They fled to Pakistan in 1992 without any government documents, the memorandum says, and after living in Peshawar for three years the family was on the move again, this time to Dubai. “It is at this point that the inaccurate birth year was introduced,” the filing continues. “At the consulate in Peshawar, Afghan officials wrote in the year of birth of the children in Tooba’s passport”—including Hamed’s, as 1990, not 1991.
“The error in Hamed’s birthday was not the only error included in these forms or related documents: the years of birth of other Shafia children were also recorded erroneously, and the family name was misspelled as ‘Shafia’ instead of ‘Shafi,’ ” the brief goes on. “All of these errors (the various dates and the misspelled names) were repeated in subsequent documents and persist on the Shafia family’s official papers.”

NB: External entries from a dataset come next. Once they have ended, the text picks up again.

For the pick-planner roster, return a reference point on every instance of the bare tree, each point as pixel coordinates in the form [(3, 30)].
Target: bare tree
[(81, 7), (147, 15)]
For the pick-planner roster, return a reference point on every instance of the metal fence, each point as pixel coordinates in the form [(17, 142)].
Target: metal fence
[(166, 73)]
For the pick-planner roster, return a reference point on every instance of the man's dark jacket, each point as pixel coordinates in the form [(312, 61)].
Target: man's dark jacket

Indeed, if Hamed really was born in 1991, it would mean the three siblings who arrived right after him—in successive years—are also 12 months younger than originally believed. Sahar, whose gravestone marks her birthdate as Oct. 22, 1991, would have been born in 1992, according to this new version of the truth. Another daughter supposedly born in 1992 (S.S., who cannot be identified because of a court-ordered publication ban) would have actually arrived in 1993. Same story for the next in line (a brother, A.S., who also can’t be named.) Although he grew up assuming he was born on Nov. 28, 1993, his family now insists his real date of birth is Nov. 28, 1994.

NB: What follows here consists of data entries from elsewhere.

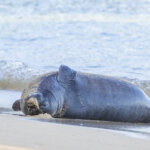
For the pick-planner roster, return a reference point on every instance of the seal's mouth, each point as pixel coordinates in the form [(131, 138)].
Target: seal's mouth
[(32, 106)]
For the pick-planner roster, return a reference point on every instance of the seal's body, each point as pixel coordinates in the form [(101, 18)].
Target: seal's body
[(71, 94)]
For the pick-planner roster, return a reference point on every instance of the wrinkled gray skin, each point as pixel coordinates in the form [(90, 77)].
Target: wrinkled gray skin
[(71, 94)]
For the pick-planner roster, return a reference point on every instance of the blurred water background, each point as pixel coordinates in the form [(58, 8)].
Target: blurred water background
[(106, 37)]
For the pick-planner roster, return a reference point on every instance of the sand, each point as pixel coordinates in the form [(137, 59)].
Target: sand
[(22, 133)]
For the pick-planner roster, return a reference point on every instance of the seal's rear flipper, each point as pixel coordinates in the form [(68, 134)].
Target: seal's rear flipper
[(16, 105)]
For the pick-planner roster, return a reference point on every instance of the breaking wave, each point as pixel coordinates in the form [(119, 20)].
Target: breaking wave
[(15, 75)]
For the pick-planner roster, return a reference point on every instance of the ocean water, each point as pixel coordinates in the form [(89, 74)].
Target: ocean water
[(97, 36)]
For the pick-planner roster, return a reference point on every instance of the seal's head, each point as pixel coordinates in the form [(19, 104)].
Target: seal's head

Which brings us back to that blurry family photograph—which the Crown made sure to include in its 62-page Supreme Court filing opposing Hamed’s leave to appeal. If the date stamp on the bottom right corner is correct—and nobody on either side has suggested it isn’t—the image is arguably the biggest blow to Hamed’s new birthdate scenario.

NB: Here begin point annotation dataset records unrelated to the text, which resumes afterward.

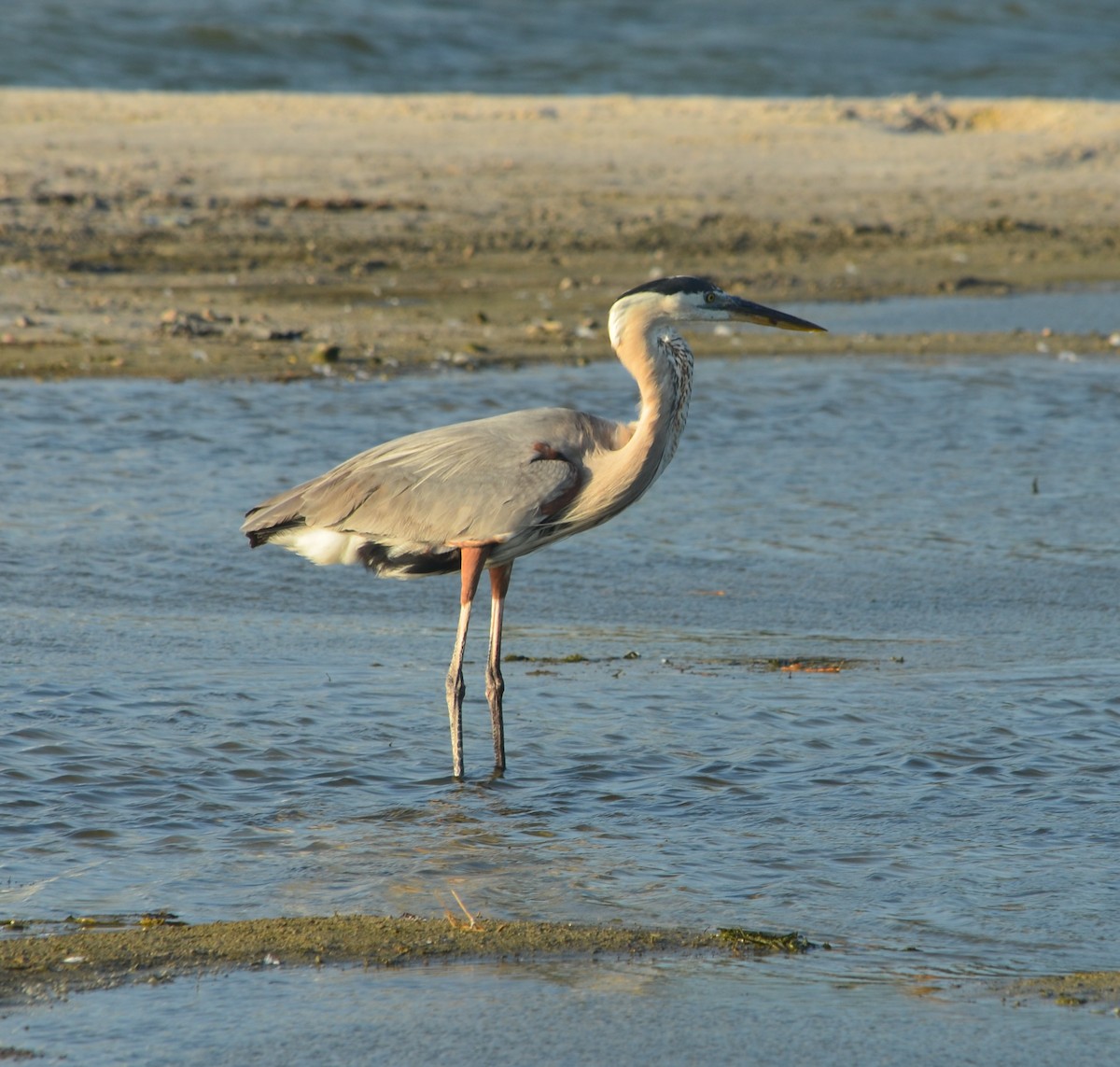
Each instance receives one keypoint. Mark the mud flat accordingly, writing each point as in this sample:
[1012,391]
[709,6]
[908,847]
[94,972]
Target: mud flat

In fact, the photograph appears to depict exactly what the Shafias had long maintained pre-conviction: that Hamed, born Dec. 31, 1990, would have been about 2½ years old in May 1993. That Sahar, clearly able to walk when the photo was taken, would have been exactly 19 months. And that baby S.S., safely in her mother’s arms, would have been five months old.
How does the photo stack up to the revised timeline? The little boy in the front row would be 1½, not 2½. Although that may be possible, the child looks closer to 2½. Sahar? She would be just seven months old in the picture—yet able to stand up on her own. And baby S.S. (her face now blacked out to protect her privacy) wouldn’t be in her mother’s arms at all. She would be inside her womb, still seven months away from delivery.
“The fresh evidence is not credible, and it would not be in the interests of justice to admit it under any test,” reads the Crown’s memorandum of argument. “There is no merit to this application.”
The high court is still deciding whether to hear the appeal. A ruling could arrive any day.
Hutchison did not respond to an interview request from Maclean’s that included specific questions about the photograph. But his court filings make clear that his client believes the new evidence is credible enough to be sent back to a trial court, where a judge can decide what is conclusive and what isn’t.
“The Repsondent spends much of its memorandum re-arguing the facts,” reads his reply to the Crown’s brief, filed Feb. 17. “All this demonstrates is that there were two sides to this story, well-grounded in elements of the evidence…The Applicant deserves an opportunity to present this evidence in an appropriate forum—that is all he seeks.”